<hosea's "mouthpiece">
2003-03-30.10:18 p.m.
Mouthpiece Chris Hosea The yarn heart we inherited shut up spring afternoons with clock hands threatening to point out a smudge on our knowledge was a scratchy booby prized best by those who lost it. Wishing for lemon without glue, we're caught in a pause that assuages as though one could search by standing still, eyes peeled for a grid which doesn't leak, a berth snug enough to keep the wet rush out. Inkblot shadows mar the counterpane used some days as a cloak sitting alone with old albums feeding on photographs of knee-boots, golden hair, cars with fins, the long white veil and crewcut from a wedding of relatives, pictures of a groundbreaking where the honeymoon should be: no palms no ukuleles but scissors ribbon shovel dirt, the pencilled remarks blurred. We blink at the living room as if about to grab a wax crayon mark the level of Dad's whiskey and take less than we need.
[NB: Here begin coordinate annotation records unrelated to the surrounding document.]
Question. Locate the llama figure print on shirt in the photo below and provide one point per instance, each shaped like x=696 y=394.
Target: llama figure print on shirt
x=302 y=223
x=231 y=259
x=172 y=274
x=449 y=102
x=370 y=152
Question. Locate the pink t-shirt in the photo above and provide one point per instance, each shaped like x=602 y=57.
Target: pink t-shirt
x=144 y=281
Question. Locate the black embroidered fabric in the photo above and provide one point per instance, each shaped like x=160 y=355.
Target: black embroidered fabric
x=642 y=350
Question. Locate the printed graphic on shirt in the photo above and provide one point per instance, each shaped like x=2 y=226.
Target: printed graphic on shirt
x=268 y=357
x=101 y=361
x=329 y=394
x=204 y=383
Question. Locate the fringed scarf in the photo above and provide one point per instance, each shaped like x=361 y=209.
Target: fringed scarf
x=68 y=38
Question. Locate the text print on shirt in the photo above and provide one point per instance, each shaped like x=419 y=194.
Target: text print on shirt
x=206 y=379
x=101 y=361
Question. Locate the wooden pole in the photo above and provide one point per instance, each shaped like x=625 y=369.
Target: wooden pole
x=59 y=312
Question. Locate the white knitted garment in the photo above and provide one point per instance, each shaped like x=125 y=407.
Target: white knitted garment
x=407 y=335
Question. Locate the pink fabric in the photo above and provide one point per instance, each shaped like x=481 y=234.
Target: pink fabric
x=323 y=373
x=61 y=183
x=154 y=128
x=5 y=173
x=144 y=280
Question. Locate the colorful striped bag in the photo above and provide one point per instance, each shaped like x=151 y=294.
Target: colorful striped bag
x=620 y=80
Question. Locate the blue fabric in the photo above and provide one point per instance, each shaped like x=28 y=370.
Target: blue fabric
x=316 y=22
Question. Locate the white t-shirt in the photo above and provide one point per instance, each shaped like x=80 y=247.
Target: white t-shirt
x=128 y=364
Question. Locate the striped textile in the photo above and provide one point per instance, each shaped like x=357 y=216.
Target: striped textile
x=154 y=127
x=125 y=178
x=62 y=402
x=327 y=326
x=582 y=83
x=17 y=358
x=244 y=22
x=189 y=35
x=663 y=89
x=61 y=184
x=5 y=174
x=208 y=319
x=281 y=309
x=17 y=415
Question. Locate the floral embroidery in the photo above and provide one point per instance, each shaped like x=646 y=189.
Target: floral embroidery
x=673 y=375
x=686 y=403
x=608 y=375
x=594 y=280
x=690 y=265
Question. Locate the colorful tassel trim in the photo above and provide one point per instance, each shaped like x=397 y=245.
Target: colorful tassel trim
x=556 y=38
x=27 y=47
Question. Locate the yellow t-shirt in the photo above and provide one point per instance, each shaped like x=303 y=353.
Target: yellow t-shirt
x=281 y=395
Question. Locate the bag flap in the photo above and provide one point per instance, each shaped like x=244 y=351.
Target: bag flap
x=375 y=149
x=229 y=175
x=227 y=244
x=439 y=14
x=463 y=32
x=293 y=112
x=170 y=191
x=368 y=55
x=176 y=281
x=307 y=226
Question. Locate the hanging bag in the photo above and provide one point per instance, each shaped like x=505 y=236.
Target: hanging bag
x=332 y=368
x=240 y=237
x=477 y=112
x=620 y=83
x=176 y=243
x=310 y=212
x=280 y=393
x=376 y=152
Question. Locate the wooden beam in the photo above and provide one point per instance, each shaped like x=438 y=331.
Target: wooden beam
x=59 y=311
Someone else's ants have found a home in our loose pants. We try to find strength in painted numbers, leftovers in iceboxes of marble and glass. Each address is visited, one by one. There are always enough taxis to go around and around, and we do until dizziness itself is a kind of shelter, the shell of a tortoise never quite certain of the whereabouts of rabbit or finish line, but counting time against a ticking from inside, amid a weary cacophony of different drummers. And after mother throws salt into mouths open from shock we aren't given extended twilights; there is no soft duration in which to find gifts of wheat. Never enough time, even, for a game of ding-dong-ditch, running running under bare trees that tear at a milky sky. From alphabets tacked on the margins of remembered classrooms, we patch low conversation, closer to each other, hands slipping in and out of pockets.